PARIS TONKAR, le livre

Hip Open vous propose de découvrir, ou de re-découvrir plus en détails, les débuts du Graffiti parisien à travers le livre Paris Tonkar, suite à un échange avec Tarek Ben Yakhlef, l’un des deux auteurs.

La passion de Tarek pour la photo et sa pratique du tag sont sans aucun doute liées à l’origine de l’écriture du livre Paris Tonkar. L’idée commence à germer dans son esprit en lisant les deux livres cultes Subway art et Spraycan art. Quant au réel déclic, il nous l’explique : « C’est lors d’une descente sur la ligne 10 avec les TKV, SOS, NPA et mon crew de l’époque les NSI (New Style Invasion) que je décide de faire un livre sur le graffiti à Paris. » Il s’agit du premier livre publié en France sur l’art du graffiti (1991) et le troisième dans le monde sur le sujet !

PARIS TONKAR

Comment as-tu procédé pour la réalisation de ce projet et le choix des artistes ?

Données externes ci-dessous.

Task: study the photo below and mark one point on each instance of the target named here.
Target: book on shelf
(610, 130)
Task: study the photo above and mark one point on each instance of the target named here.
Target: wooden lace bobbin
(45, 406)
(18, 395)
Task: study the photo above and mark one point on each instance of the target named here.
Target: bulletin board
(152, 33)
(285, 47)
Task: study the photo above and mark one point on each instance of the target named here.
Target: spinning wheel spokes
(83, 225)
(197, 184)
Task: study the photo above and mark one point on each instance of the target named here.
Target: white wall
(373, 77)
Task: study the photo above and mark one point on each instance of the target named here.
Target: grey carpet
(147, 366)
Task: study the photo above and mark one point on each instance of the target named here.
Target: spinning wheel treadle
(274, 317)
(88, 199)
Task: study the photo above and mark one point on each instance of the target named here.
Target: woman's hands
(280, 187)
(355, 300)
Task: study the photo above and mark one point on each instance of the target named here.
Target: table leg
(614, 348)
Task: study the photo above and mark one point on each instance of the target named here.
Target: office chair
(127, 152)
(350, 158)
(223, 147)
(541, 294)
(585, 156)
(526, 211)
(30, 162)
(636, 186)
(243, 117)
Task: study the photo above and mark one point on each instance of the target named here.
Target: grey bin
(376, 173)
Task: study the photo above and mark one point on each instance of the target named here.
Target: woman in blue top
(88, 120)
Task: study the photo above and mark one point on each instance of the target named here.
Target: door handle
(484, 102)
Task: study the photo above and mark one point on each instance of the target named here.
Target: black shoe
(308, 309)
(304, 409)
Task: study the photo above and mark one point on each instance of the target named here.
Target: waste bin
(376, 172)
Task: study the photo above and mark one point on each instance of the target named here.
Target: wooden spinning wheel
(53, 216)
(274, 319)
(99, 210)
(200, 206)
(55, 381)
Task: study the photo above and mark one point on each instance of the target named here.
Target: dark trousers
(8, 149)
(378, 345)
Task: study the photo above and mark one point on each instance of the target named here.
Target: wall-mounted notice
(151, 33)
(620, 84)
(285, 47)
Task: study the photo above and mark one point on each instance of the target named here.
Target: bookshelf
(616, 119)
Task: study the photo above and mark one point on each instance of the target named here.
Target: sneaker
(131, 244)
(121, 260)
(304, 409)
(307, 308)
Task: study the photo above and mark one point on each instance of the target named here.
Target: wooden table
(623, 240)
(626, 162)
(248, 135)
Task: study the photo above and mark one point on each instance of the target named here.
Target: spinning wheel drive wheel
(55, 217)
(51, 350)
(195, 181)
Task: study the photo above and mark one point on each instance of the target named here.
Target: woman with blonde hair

Le concept du livre était novateur, par sa vision globale du mouvement graffiti qui est apparu dans plusieurs quartiers de Paris, y compris dans les quartiers chics. Le choix des images a été dicté par les circonstances : mes rencontres et la période où je prenais des photos dans le métro ainsi que les moyens à ma disposition. Nous étions à la fin des années 80, il n’y avait pas les outils de communication d’aujourd’hui et l’ère du numérique n’en était qu’à ses balbutiements. Ce sont les seules raisons qui expliquent la présence des crews et graffeurs présents dans Paris Tonkar : aucun copinage ni favoritisme ! Il ne faut pas en chercher d’autres ou encore s’imaginer que j’avais dans l’idée de promouvoir untel plus qu’untel…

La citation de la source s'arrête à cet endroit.